OAKLAND — Two former residents were held to answer on 36 counts each of involuntary manslaughter for their alleged involvement in the deadly Ghost Ship warehouse fire a year ago, a judge said Thursday.
Alameda County Superior Court Judge Jeffrey Horner’s ruling means the case against Derick Almena and Max Harris will go to trial.
Earlier, in an emotional moment in an Oakland courtroom on Thursday, prosecutor David Lim read out the names of the 36 victims of the on Dec. 2, 2016, Ghost Ship fire as family and friends put their arms around each other and wiped away tears. During the six-day preliminary hearing, it was the first time evidence was presented.
Harris’ attorney Curtis Briggs said outside the courtroom Thursday afternoon that the hearing so far has been “an indictment on the city of Oakland,” and that the landlord is to be blamed, not his client.
During his closing argument Thursday, Almena’s attorney Tony Serra vigorously pushed back against blame. “How can they say my client is negligent when they don’t even know how the fire started?” Serra said.
“The city sitting on its hands was far more culpable than my client.”
Prosecutor Autrey James argued in closing statements that both Almena and Harris were criminally negligent.
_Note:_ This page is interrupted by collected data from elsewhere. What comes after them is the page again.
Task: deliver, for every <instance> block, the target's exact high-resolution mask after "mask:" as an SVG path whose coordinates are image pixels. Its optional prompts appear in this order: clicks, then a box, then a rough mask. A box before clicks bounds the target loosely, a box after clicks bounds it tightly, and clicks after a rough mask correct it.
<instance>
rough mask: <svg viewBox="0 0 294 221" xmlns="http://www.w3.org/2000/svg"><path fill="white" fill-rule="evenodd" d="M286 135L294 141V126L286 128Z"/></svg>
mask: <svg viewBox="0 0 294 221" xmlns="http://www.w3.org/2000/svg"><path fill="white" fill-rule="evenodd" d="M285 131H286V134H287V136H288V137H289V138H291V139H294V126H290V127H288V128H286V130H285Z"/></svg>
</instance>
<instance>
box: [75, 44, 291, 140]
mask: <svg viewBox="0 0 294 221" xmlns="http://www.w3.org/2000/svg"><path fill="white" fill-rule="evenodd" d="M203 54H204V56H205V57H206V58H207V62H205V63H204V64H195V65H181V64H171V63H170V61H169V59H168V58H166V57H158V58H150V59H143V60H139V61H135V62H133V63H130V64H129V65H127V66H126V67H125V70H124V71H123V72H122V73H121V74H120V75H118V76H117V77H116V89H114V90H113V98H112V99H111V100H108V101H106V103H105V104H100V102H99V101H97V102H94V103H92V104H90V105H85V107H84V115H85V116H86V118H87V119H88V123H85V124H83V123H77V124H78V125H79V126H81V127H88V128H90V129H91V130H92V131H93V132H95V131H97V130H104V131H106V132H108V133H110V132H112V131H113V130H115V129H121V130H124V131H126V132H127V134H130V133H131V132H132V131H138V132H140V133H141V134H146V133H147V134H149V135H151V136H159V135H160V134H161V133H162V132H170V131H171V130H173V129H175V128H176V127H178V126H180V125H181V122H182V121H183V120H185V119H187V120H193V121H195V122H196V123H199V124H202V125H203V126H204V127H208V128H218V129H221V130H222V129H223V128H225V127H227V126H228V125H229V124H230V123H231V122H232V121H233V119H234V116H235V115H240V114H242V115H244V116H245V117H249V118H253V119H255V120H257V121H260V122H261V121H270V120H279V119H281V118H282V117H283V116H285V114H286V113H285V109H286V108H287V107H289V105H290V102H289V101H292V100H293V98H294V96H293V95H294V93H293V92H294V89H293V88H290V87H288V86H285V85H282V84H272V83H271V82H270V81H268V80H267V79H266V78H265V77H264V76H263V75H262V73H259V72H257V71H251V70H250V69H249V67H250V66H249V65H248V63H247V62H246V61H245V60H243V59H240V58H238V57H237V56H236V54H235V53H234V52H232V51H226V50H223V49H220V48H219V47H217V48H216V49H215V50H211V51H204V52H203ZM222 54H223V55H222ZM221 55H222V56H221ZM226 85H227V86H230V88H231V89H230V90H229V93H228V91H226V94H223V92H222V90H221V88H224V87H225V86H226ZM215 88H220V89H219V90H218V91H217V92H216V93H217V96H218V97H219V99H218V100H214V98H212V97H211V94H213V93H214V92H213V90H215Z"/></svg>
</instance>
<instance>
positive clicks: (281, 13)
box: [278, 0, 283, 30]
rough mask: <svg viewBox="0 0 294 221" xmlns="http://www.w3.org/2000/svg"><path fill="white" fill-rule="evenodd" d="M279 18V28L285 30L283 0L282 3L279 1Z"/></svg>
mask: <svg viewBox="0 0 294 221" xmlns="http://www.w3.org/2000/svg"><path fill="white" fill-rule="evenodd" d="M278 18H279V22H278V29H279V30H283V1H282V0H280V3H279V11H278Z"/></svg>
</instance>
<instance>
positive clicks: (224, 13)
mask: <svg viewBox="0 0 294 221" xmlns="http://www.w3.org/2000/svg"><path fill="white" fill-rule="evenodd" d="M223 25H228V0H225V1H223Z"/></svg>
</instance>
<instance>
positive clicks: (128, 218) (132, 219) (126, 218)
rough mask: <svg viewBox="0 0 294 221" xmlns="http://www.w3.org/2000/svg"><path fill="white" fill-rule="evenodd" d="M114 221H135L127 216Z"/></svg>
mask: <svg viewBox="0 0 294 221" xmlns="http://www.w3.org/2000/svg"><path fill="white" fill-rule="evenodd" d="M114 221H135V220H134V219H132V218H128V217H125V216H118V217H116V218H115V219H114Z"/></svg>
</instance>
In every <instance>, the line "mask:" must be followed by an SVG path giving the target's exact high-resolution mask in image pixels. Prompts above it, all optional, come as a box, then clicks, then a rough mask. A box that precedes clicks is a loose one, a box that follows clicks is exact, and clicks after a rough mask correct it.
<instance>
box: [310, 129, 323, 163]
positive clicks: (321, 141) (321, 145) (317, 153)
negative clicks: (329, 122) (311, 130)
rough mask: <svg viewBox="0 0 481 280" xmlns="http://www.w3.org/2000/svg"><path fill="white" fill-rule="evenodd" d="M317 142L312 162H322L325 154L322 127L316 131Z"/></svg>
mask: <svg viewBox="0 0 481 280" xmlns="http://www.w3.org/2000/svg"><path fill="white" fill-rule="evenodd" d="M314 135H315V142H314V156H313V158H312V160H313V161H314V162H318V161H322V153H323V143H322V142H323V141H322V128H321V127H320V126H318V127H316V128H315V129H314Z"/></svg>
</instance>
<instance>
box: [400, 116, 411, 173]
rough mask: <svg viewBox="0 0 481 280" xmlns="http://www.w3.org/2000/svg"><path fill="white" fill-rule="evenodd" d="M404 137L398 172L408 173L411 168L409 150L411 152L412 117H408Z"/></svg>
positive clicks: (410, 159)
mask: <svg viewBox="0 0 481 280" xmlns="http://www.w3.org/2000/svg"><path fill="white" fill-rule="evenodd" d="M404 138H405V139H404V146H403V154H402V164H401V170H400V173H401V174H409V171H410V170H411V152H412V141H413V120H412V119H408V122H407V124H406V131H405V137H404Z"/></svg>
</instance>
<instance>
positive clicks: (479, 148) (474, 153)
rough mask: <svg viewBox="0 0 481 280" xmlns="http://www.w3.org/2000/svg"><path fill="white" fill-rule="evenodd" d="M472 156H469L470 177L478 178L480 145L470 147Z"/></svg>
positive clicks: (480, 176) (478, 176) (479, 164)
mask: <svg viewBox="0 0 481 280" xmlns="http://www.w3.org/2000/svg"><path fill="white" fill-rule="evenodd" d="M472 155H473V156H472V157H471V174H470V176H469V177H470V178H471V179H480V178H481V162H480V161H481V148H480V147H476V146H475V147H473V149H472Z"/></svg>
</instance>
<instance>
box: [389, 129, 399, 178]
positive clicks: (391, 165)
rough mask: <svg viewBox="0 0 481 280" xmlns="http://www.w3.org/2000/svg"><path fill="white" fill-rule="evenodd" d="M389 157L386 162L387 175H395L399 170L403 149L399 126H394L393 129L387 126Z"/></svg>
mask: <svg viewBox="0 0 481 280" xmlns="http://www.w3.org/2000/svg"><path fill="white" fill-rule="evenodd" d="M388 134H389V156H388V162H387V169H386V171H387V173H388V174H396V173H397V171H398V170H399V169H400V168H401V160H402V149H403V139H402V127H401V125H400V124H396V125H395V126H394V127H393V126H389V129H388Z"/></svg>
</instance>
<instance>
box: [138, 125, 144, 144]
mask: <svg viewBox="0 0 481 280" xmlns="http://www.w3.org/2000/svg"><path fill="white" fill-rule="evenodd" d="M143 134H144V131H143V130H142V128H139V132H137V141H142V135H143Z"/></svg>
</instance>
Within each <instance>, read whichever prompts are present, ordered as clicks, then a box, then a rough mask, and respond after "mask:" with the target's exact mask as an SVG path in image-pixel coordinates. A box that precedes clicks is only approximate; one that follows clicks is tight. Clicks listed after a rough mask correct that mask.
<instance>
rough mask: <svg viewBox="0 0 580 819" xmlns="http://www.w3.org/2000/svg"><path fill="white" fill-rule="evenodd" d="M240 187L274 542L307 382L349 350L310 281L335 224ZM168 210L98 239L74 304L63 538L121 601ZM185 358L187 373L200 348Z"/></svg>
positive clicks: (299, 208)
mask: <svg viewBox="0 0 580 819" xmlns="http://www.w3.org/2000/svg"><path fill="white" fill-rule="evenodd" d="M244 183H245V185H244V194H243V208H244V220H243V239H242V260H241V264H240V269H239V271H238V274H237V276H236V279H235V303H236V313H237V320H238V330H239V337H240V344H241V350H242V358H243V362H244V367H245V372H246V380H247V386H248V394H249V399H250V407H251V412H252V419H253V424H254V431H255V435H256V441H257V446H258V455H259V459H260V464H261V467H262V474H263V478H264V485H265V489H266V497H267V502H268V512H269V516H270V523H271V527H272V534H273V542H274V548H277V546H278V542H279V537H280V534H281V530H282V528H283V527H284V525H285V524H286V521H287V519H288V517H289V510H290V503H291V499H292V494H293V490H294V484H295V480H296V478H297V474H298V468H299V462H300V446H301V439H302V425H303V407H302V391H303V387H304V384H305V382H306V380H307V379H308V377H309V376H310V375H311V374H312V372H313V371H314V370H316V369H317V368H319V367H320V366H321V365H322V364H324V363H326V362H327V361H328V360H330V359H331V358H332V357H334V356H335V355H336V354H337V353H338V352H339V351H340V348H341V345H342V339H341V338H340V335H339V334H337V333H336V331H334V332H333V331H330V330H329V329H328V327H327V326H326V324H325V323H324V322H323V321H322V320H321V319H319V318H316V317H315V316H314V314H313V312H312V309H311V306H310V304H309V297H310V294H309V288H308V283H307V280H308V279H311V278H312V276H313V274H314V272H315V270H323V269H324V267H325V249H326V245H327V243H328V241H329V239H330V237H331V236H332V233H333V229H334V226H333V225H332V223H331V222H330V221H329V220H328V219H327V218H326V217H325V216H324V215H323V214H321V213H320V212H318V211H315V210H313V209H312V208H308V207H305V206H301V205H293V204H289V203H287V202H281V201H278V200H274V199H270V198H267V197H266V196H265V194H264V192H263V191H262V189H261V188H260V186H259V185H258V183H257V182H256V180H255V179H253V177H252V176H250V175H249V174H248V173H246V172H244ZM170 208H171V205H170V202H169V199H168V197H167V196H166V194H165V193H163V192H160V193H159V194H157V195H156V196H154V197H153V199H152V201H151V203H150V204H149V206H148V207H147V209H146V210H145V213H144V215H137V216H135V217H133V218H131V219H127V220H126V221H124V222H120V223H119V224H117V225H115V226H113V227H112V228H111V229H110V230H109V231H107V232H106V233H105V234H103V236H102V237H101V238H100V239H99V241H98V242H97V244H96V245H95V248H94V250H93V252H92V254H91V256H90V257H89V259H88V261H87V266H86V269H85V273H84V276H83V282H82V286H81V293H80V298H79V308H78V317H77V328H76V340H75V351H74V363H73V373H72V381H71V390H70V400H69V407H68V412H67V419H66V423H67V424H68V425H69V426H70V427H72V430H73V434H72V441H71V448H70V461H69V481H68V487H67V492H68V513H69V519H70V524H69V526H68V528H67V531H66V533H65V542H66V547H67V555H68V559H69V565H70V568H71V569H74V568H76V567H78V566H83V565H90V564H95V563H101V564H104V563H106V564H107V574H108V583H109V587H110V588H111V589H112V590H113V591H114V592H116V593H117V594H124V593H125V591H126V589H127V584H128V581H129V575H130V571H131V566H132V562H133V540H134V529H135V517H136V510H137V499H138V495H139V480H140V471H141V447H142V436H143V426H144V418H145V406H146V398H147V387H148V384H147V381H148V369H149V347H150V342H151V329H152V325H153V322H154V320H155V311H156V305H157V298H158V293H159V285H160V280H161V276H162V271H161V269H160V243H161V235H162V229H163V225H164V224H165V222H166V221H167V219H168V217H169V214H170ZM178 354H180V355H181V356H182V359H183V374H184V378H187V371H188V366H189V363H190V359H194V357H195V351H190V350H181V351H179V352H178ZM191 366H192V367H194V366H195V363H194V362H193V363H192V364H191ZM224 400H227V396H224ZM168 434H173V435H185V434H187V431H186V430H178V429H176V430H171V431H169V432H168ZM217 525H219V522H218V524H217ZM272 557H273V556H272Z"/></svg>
He said Almena, on his own, changed the use of the building, allowing upwards of 25 people to live in a space that was legally only supposed to be a warehouse. Almena changed the space, including building a staircase, cutting a large hole in the second floor, all without proper permits, he said.
Harris was the self-titled “Executive Director” of the warehouse, took rent from other residents, and even helped resolve duties.
“Almena and Harris, their conduct was those of management,” James said. He said they had a duty to those tenants they managed.
“Did they fail in their duty to protect? Absolutely,” James said.
Tyler Smith, another attorney for Max Harris went through several allegations by the prosecution, and one by one dismissed them or said there wasn’t any evidence against his client.
But Judge Horner called out that during testimony, witnesses called the Ghost Ship warehouse a “death trap.”
“Both defendants had an integral and substantial role at the premises which was described as a ‘death trap,'” the judge said.
He found sufficient cause that both men be held responsible for what happened that night, which he called “an unspeakable tragedy.”
Testimony from Oakland Fire Marshal Miguel Trujillo on Thursday morning revealed that the building at 1305 31st Ave., commonly referred to as Satya Yuga or the Ghost Ship, had not been formally inspected since it was built in 1930.
An alleged one-page document that fire Capt. George Freelen testified to filing out in September 2014, after visiting the warehouse when he was a lieutenant with the department, cannot be found.
Serra said outside the courtroom that the local firefighters at the nearby Station 13 on Derby Avenue were “friendly” with his client, and they “wanted to look the other way,” he said.
Almena and Nicholas “Nico” Bouchard signed a lease agreement with the building owners, the Ng family in 2013 for the warehouse space, outlining in the lease that the use of the warehouse would be an art collective “to build and create theatrical sets and offer workshops for community outreach.”
In a cross-examination of Trujillo by Serra, Trujillo agreed that if the owners rented the space as an art collective, without getting city permission for a change in use, that it would be a violation of the city code.
During Thursday’s hearing, Lim read out the names of the 36 victims as part of a stipulation, or agreed upon statement by all attorneys, that the 36 people all died of smoke inhalation around 11:25 p.m. the night of Dec. 2, 2016.
During the somber moment, the mother of Michela Gregory, 20, cried, a friend put her arm around her as her daughter’s name, and the name of her daughter’s boyfriend, Alex Vega, 22, were read aloud. The Gregorys have been present every day of the preliminary hearing.
Briggs also placed an arm on the back of his client, Harris, whose supporters also quietly cried, their sniffles audible as Lim read the names.
An earlier hearing to reduce Harris’ bail from the current $750,000 each, was denied by the judge, despite his friend Elissa Roy stating that Harris could live with her. Roy quietly sobbed outside the courtroom Thursday after the judge’s ruling that her friend would be held on all his charges.
Both Almena and Harris will next appear in court in January.